My 16 year old son (public school New Jersey) and 50 year old colleague (public school NY) had never heard the term used.
I believe "freak out" is still used for a bad experience on drugs. But in this case, I mean simply "freak"--without any modifiers
1) Was this term used more widely than in boarding schools 25 years ago? 2) Is it still used anywhere? 3) When was it first used to mean stoner? (BTW "stoner"--a synonym, was not in use in those days, although the verb form "to get stoned" certainly was) 4) When was "stoner" as a noun first used?
Freak was common in the 70s and I was in public school.
"Freak" in slang usage connotes sexual activity or kinky sex. Urban Dictionary
To answer number one: Steely Dan has a song on their album Pretzel Logic called Charlie Freak. The song revolves around a man who sells everything he owns for drugs.
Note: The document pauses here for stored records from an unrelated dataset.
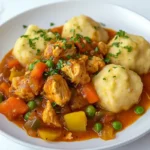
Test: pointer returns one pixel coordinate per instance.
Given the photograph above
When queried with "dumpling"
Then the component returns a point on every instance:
(85, 26)
(130, 51)
(117, 87)
(31, 44)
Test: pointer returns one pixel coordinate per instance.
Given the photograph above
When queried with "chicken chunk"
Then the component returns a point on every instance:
(60, 49)
(103, 48)
(57, 90)
(25, 87)
(77, 101)
(76, 70)
(49, 116)
(95, 64)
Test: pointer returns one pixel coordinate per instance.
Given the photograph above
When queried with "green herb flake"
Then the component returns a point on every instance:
(96, 27)
(69, 56)
(25, 26)
(52, 24)
(129, 48)
(117, 44)
(107, 60)
(87, 39)
(114, 55)
(25, 36)
(96, 49)
(122, 33)
(73, 31)
(59, 64)
(38, 51)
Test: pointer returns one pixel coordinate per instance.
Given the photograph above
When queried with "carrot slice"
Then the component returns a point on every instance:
(38, 70)
(4, 88)
(13, 107)
(88, 91)
(13, 63)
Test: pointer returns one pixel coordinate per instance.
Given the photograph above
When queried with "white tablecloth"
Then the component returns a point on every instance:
(10, 8)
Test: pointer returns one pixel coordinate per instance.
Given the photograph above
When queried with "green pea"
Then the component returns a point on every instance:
(117, 125)
(90, 111)
(1, 98)
(97, 127)
(31, 105)
(31, 66)
(27, 115)
(139, 110)
(49, 63)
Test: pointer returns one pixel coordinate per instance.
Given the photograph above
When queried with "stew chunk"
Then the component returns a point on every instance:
(25, 87)
(57, 90)
(76, 70)
(49, 116)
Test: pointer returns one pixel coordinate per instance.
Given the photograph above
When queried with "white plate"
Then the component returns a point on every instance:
(114, 17)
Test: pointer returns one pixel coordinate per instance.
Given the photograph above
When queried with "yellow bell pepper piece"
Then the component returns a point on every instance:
(15, 73)
(49, 134)
(76, 121)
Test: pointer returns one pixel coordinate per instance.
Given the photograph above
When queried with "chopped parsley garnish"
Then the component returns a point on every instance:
(50, 63)
(129, 48)
(107, 60)
(73, 31)
(116, 44)
(32, 43)
(38, 51)
(96, 27)
(59, 64)
(121, 33)
(52, 24)
(96, 49)
(25, 36)
(25, 26)
(31, 66)
(57, 35)
(87, 39)
(53, 104)
(69, 56)
(67, 46)
(103, 24)
(114, 55)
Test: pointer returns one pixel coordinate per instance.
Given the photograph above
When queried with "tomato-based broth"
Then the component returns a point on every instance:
(61, 127)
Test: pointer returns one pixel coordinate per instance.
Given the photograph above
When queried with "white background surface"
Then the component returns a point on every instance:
(10, 8)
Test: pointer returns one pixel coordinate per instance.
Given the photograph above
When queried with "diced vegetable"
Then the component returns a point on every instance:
(89, 93)
(107, 133)
(13, 63)
(1, 98)
(13, 107)
(31, 105)
(76, 121)
(27, 115)
(117, 125)
(32, 124)
(107, 118)
(90, 111)
(38, 70)
(49, 134)
(97, 127)
(4, 88)
(139, 110)
(15, 73)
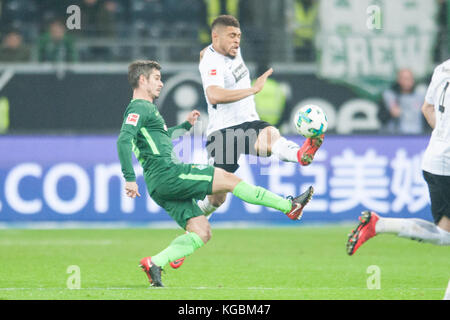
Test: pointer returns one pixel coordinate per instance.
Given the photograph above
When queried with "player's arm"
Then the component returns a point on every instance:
(128, 132)
(179, 130)
(429, 114)
(218, 95)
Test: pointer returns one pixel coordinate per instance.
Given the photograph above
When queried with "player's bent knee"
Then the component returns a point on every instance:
(201, 227)
(218, 199)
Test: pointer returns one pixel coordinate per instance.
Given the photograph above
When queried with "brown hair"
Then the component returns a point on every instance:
(141, 67)
(225, 20)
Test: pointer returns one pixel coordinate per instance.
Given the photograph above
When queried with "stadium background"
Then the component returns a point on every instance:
(61, 109)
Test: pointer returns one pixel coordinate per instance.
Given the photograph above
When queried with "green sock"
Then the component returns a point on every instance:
(258, 195)
(180, 247)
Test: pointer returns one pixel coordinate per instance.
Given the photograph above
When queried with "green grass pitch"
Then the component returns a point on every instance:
(282, 263)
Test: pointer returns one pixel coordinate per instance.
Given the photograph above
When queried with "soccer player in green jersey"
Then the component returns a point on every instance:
(174, 185)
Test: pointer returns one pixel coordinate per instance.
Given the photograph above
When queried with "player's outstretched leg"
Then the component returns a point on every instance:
(180, 248)
(228, 182)
(309, 148)
(363, 232)
(271, 142)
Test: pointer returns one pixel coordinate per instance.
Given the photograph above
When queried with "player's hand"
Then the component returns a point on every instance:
(202, 53)
(131, 189)
(193, 116)
(261, 81)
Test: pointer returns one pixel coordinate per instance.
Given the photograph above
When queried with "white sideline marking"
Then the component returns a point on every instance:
(210, 288)
(447, 293)
(55, 242)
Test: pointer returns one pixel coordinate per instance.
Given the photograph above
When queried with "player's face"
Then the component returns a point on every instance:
(153, 84)
(405, 79)
(229, 39)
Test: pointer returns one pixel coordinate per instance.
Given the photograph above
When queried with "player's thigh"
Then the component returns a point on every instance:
(266, 139)
(186, 181)
(179, 210)
(439, 189)
(200, 225)
(222, 150)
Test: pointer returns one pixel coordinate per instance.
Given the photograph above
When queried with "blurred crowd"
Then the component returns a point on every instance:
(35, 30)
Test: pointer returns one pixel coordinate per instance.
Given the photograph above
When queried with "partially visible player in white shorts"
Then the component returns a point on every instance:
(436, 172)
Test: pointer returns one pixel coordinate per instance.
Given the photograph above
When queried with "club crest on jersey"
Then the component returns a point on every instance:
(132, 119)
(239, 72)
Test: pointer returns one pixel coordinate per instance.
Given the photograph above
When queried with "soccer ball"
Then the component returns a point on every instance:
(310, 121)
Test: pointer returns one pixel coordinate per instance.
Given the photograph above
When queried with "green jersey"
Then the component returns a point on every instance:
(145, 133)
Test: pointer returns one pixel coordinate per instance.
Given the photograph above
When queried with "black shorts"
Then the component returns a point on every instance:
(225, 146)
(439, 188)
So, with this example, we see that the word was used beyond boarding schools. (The album was recorded in New York, 1974.)
EDIT: Added year of song
I can only speak of my own experience as a high schooler in 2 Chicago suburbs from 1969-1973, where “freak” was widely used to mean not just stoners but generally anyone who identified with hippy counterculture as expressed in dress, hair, speech, politics, etc. The term seemed to gradually fade away in the mid seventies as all these manifestations entered the mainstream and no longer functioned as subculture identifiers.